Depuis plusieurs semaines, des vidéos montrant des élus locaux en pleine altercation, s’insultant ou en venant parfois aux mains durant les sessions communales, sont largement diffusées sur les réseaux sociaux. 

 

Entre celui qui se plaint que les autres élus n’aient pas partagé avec lui l’argent de la collectivité locale, et celui qui demande que son fils soit embauché, nombreux sont ceux qui en viennent aux mains et aux insultes. Les vidéos ci-dessus ne sont qu’un petit aperçu des nombreux enregistrements qui montrent la réalité de la gestion locale.

Bien que le phénomène ne soit pas nouveau, il suscite un intérêt particulier, et nombre de personnes analysent ces scènes pour tenter d’en comprendre les causes. Beaucoup en arrivent à conclure que ces comportements sont le reflet du profil de certains élus qui accèdent à ces postes de responsabilité.

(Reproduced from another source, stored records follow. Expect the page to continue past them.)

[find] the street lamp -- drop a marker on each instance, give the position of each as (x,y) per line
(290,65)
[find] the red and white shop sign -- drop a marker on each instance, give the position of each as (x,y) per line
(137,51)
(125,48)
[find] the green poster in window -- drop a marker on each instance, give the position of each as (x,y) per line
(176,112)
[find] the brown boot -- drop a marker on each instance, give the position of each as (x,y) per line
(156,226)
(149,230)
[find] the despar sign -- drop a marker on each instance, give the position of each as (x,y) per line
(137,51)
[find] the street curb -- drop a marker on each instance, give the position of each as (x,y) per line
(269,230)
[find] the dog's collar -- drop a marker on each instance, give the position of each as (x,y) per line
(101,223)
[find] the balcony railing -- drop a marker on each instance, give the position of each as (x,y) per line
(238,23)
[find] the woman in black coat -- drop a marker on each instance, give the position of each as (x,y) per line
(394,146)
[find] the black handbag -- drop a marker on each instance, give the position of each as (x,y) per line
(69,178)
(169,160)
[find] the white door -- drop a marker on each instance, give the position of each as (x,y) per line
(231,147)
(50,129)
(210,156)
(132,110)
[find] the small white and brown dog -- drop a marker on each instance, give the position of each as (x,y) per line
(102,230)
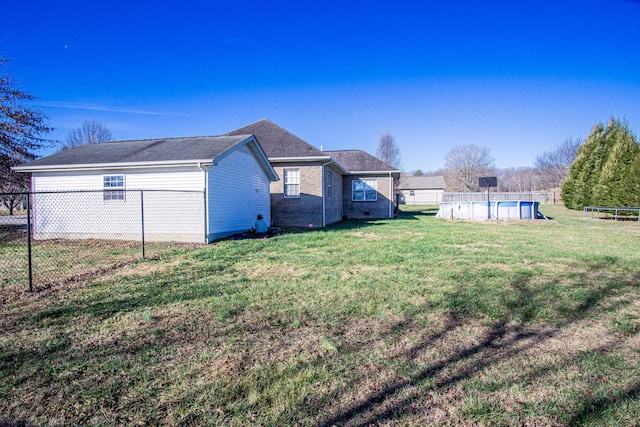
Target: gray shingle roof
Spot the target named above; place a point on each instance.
(278, 142)
(420, 182)
(143, 151)
(360, 161)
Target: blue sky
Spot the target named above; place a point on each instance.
(516, 76)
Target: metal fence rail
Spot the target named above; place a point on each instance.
(545, 198)
(612, 212)
(63, 236)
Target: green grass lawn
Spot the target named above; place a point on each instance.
(411, 321)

Face à ce constat, des voix s’élèvent pour réclamer une révision de la loi encadrant l’élection des membres des conseils des collectivités territoriales. L’objectif étant de renforcer la qualité de la représentation locale, d’introduire des critères de compétence ou encore de mieux encadrer l’accès aux mandats locaux.

Pour l’heure, cette loi n’est pas incluse dans la réforme électorale en cours, puisque les prochaines élections communales ne sont pas prévues en 2026. Mais rien n’empêche une révision avant l’échéance de 2027, à l’image de ce qui est actuellement envisagé pour les législatives.

En attendant, voici ce que prévoit la législation en vigueur concernant les élus locaux.

Peu de critères de sélection

La loi actuelle fixe quelques conditions d’éligibilité pour pouvoir se présenter aux élections des conseils communaux et régionaux. Elle définit également une série de situations d’inéligibilité et d’incompatibilité.

Pour être éligible à la candidature, l’article 3 de la loi 59-11 (dont certaines dispositions ont été révisées par la loi 06-21), indique qu’il faut simplement « être électeur et jouir de ses droits civils et politiques« .

Par ailleurs, sont inéligibles, selon les articles 5 et 6 :

  • Les Marocains résidant à l’étranger investis de mission gouvernementale, élective ou publique dans le pays de résidence ;
  • Les naturalisés marocains au cours des cinq dernières années suivant leur naturalisation ;
  • Les personnes ayant fait l’objet d’une décision de révocation de leur mandat devenue définitive en vertu d’un jugement ayant acquis la force de la chose jugée ;
  • Les personnes qui ne remplissent plus une ou plusieurs conditions requises pour être électeurs ;
  • Les personnes exerçant certaines fonctions ou ayant cessé de les exercer depuis moins d’un an à la date fixée pour le scrutin. Il s’agit, entre autres, des magistrats, y compris ceux de la Cour des comptes et ceux des cours régionales des comptes, les inspecteurs des finances et de l’intérieur, les membres des FAR et les agents de la Force publique etc. ;
  • Les personnes condamnées par un jugement ayant acquis la force de la chose jugée à une peine d’emprisonnement ferme ou avec sursis, quelle qu’en soit la durée pour des faits précis ;
  • Etc.

Sur le papier, le texte assure donc un filtre juridique destiné à garantir une certaine probité des élus. Mais pour de nombreux observateurs, ce dispositif reste largement insuffisant.

La loi ne fixe aucune exigence en matière de niveau d’instruction, aucun critère de compétence technique, administrative ou managériale, et ne tient pas compte de la réputation ou du comportement public des candidats, dès lors qu’ils n’ont pas été condamnés par la justice.